17. Jangan Katakan Aku Salah

59 1 0
                                    

"Aku bisa sendiri, kamu gak perlu repot bolak-balik antar atau jemput aku.", Kata Bbiya saat Banyu memaksakan diri mengantar Bbiya ke toko padahal dia memiliki jadwal mengajar di Ponpes.

"Ini bagian tugas suami."

"Cukup. Kamu gak perlu jadi suami yang baik untuk aku. Bukannya waktu itu kamu mengerti apa yang aku maksud. Jadi buat apa kamu repot-repot." Keluhnya pada Banyu dalam perjalanan dari toko. "Ahhh, Nomor tiga. Aku tahu aku harus izin kamu, aku pergi juga bilang kan.  Jadi kamu hanya perlu bilang iya, silahkan!"

"Kamu pikir tanggung jawab sebagai suami hanya sekedar itu?" Amarahnya yang terdengar tertahan. Banyu berusaha mengontrol nada bicaranya.

"Aku tidak pernah meminta pertanggung jawaban kamu sebagai seorang suami. Tapi...." Kalimatnya terpotong oleh pikirannya sendiri. Tidak ada yang salah dengan Banyu namun Bbiya tak mampu mengontrol dirinya sendiri.
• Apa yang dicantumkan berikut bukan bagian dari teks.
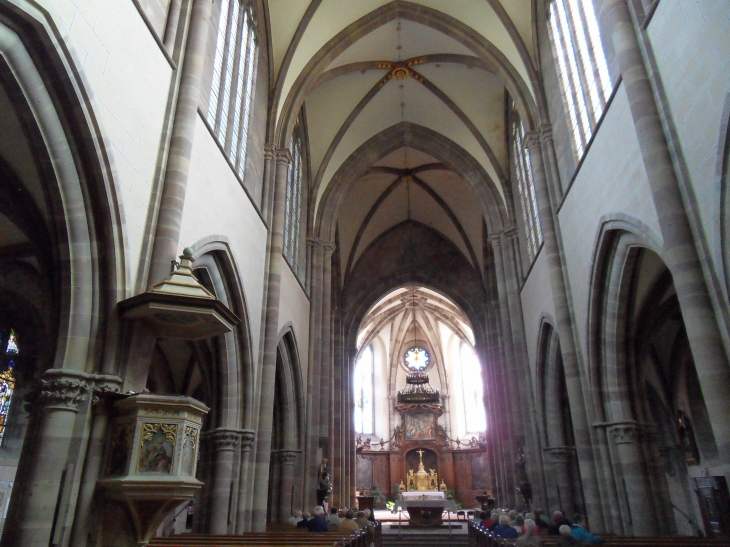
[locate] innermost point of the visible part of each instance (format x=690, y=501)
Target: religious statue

"Jadi mau kamu apa sekarang?" Tanya Banyu menghentikan laju mobilnya.

Mendengar kalimat itu Bbiya merasa sesak, tidak seperti yang diinginkannya. Mengedikan kedua bahunya sendiri untuk menunjukan kekuatan dalam diri.

Melihat sekeliling jalanan yang cukup dipadati kendaraan, merasa tidak enak hati jika membicarakan banyak hal disini. Terlebih suasana yang tidak mendukung. Bbiya tidak ingin membuat keributan.

"Kita bicarakan di rumah..." Ucapnya membuat Banyu kembali menyalakan laju mobil. Tanpa kata dalam sisa perjalanan pulang hanya tersisa suasana hening.

Bbiya sudah berjalan mengekor di balik tubuh Banyu. Duduk di antara meja makan. Bbiya dipenuhi rasa bimbang. Satu sisinya ingin hidup seperti apa yang diinginkan, namun satu sisinya menentang. Hadir sebersit rasa bersalah dalam dirinya saat mengucapkan kalimat tentangan.

"Sekarang terserah kamu mau bagaimana. Kamu bisa hidup semau kamu. Aku tidak akan ikut campur." Kata Banyu tanpa duduk terlebih dahulu dan langsung pergi.

"Apaan sih," Bbiya kesal sendiri, "Kok kamu bicara seperti itu? Aku bilang kan kita bicarakan dulu." Bbiya bangkit dari posisinya.

"Tidak ada yang harus dibicarakan. Kamu sendiri kan yang tidak ingin banyak aturan. Mudah aja kok, kamu nggak perlu kesal. Kamu yang minta agar aku tidak bertanggung jawab seperti seorang suami. Akan aku ikuti maumu." Banyu berusaha mengontrol nada bicaranya. Namun sikap yang tenang dan menuruti apapun maunya malah semakin membuat Bbbiya menyesali diri.

Bbiya memilih berdiam diri setelah Banyu memasuki kamar. Suasana seperti itu pasti menganggu. Bbiya rasa tak mampu menatap wajah Banyu yang kesal padanya. "Astagfirullah, Bbiya tidak bermaksud membuat Mas Banyu marah ...."

---

Bbiya duduk di meja rias untuk menggambar sketsa aksesoris buatannya. Dirinya terpaksa duduk di sana karena Banyu sedang mengerjakan sesuatu di meja kerjanya. Bbiya pun tidak bisa tidur dengan perasaan canggung seperti ini. Dia lebih memilih berpura - pura mencari inspirasi  agar terlihat lebih produktif.

Suasana hening yang kini mengusik, sangat tak disukainya. Meski berusaha fokus, Bbiya terganggu dengan sikap cuek Banyu. Biasanya memperbincangkan sesuatu yang belum diketahuinya. Banyu sesekali cerita masa kuliahnya di Qairo. Atau pertengkarannya dengan Rara. Meski tidak tiap hari karena  Banyu harus pergi ke Jakarta untuk tetap menjalin silaturrahim dengan guru-guru dan kawan-kawannya dari Qairo dalam menjalankan proyek dakwah. Namun dua hari ini Banyu bahkan seperti menghindar dari Bbiya.

Bbiya haus dan bangun dari tempat duduk. Dia mengambil satu gelas namun pikirnya untuk membawakan satu gelas air juga untuk Banyu. Meski ragu, Bbiya tetap membawanya. Berjalan menghampiri Banyu yang masih fokus pada laptopnya.